Big-name labels Calvin Klein, Tommy Hilfiger, Michael Kors and Polo Ralph Lauren will rub shoulders with up-and-coming designers such as Public School, Thom Browne, Michael Bastian and Rag & Bone.

Designers will present more than 50 shows mainly at the Skylight Clarkson studio in trendy West Soho.

The menswear market is champing at the bit for recognition after being drowned out for years by the biannual fashion weeks in New York, which feature hundreds of womenswear shows.

“American menswear has never been stronger or more creative,” says Steven Kolb, chief executive of the Council of Fashion Designers of America.

“New York Fashion Week: Men’s” will now be held twice a year, in July and January, following established events in London, Milan and Paris.

Kolb calls it “an opportunity to demonstrate the collective talent of an important segment of our industry”.

Patricia Mears, deputy director of the Museum at the Fashion Institute of Technology, says interest has picked up in recent years for menswear.

Bloggers have led the way in driving interest, filling a void left by the fashion press and travelling to Europe to see the shows.

“With so much interest, a huge number of American retailers, bloggers and followers, it just made sense that that needed to happen here,” she says.

Menswear has seen phenomenal growth in the past six years. Sartorial tastes are more developed than a generation ago. And all sectors of the market – luxury, casual and discount – are buoyant, according to experts.

From 2009 to 2015, online sales of men’s clothing in the United States grew at an astonishing average annual rate of 17.3 per cent to US$9.6 billion (Dh32.2bn).

In-store sales in the US grew at an average annual rate of 4.1 per cent to $10.9 bn from 2010 to 2015.

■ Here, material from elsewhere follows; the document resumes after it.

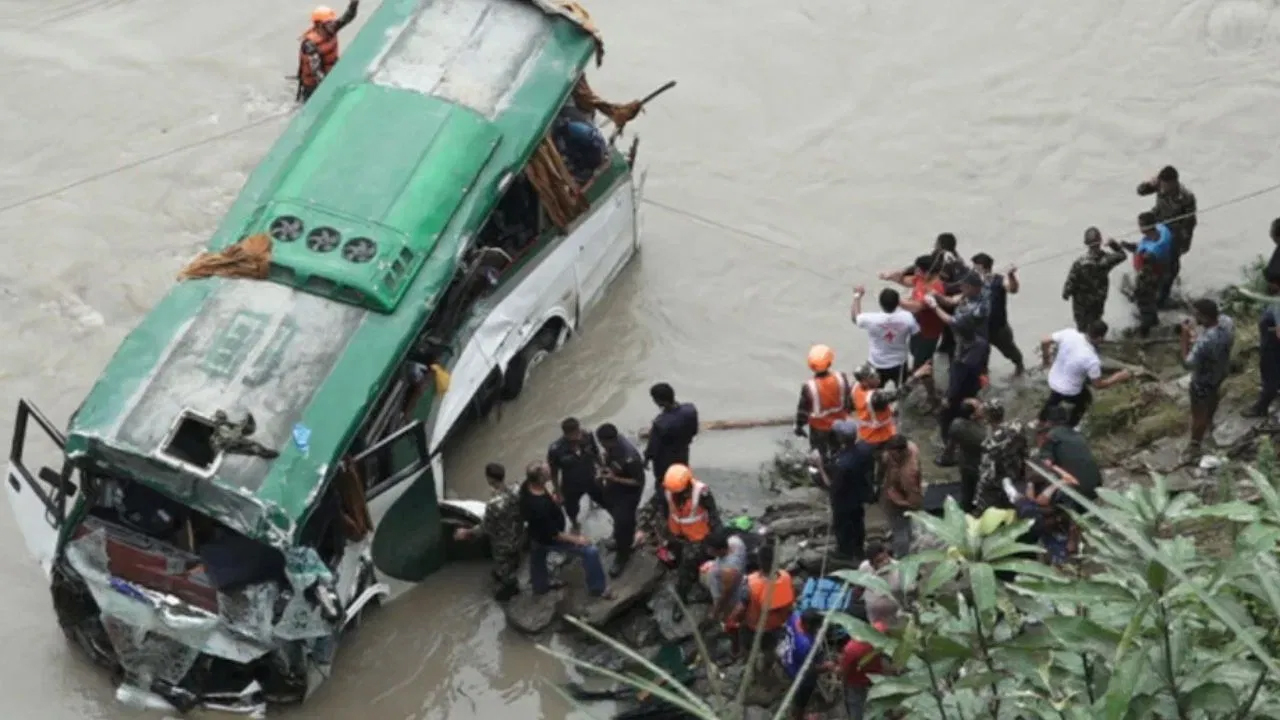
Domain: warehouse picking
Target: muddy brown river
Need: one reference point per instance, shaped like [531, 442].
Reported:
[844, 133]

“The women’s clothing market right now is really saturated,” says Will McKitterick, a senior analyst for the business intelligence firm IbisWorld. “The men’s market is actually growing.”

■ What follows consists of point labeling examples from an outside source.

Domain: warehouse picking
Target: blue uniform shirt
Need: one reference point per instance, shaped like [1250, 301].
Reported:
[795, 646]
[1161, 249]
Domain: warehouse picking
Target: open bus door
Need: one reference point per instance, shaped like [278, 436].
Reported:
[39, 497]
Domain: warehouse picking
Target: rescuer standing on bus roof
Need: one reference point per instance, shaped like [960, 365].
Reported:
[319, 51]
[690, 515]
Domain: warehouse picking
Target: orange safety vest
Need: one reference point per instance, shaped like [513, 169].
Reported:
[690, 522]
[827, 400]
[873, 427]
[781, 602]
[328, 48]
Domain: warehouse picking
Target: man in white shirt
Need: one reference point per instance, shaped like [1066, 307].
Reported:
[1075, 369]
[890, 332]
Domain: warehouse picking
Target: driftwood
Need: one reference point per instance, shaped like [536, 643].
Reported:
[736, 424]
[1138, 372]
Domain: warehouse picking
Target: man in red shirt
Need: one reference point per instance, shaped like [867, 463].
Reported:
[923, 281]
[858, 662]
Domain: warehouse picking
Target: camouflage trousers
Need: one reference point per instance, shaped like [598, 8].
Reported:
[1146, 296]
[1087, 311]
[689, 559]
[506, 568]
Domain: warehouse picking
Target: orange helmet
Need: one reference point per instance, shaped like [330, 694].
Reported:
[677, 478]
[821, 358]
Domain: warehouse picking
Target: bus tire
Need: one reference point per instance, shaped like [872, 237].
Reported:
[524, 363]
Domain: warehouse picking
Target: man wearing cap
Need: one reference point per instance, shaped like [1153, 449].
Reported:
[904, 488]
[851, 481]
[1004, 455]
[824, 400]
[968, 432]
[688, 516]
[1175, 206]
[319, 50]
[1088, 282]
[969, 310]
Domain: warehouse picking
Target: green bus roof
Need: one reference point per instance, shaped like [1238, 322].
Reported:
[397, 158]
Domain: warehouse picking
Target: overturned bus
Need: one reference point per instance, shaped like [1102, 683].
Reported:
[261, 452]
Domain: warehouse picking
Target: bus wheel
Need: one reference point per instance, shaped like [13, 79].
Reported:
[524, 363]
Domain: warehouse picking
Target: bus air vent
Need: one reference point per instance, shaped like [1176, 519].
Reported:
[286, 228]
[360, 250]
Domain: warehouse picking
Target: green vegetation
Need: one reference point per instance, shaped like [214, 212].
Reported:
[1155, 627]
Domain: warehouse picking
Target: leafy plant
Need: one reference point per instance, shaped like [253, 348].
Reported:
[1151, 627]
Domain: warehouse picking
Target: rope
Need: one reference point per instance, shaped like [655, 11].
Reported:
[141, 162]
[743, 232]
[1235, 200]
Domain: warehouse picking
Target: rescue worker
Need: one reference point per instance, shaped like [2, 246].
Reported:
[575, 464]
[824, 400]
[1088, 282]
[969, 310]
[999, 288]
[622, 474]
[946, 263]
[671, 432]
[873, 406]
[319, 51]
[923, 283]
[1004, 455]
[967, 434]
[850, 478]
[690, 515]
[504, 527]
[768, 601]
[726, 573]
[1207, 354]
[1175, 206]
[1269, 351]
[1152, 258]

IbisWorld projects that online menswear sales will continue to grow at a rate of about 14.2 per cent a year in the next five years.

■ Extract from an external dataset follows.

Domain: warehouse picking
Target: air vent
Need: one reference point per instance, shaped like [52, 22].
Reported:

“The millennial generation is coming of age, the male population is a little more fashion-savvy than the previous generation, so that means there’s a whole new market that is untapped,” says McKitterick.

“It definitely signals that companies are paying attention to what’s going on in terms of style and there’s a much more rapid evolution of the industry than there has been in the past,” he says.

Beyond the glut of womenswear shows, American designers had another problem with the traditional fashion week. September was too late. Buyers order men’s collections in July, when the European shows are held.

Some American designers, therefore, shuttled across the Atlantic to get greater visibility and to fall in line with the buyers’ calendar. Calvin Klein, for example, has already shown its men’s collection in Milan.

Mears says men’s fashion week would particularly benefit talented designers such as Bastian, who would be otherwise overlooked in September.

“This is going to do more for him – the press will pay more attention, and summer time is kind of nice,” she says. “It generates a different kind of energy than September showing.”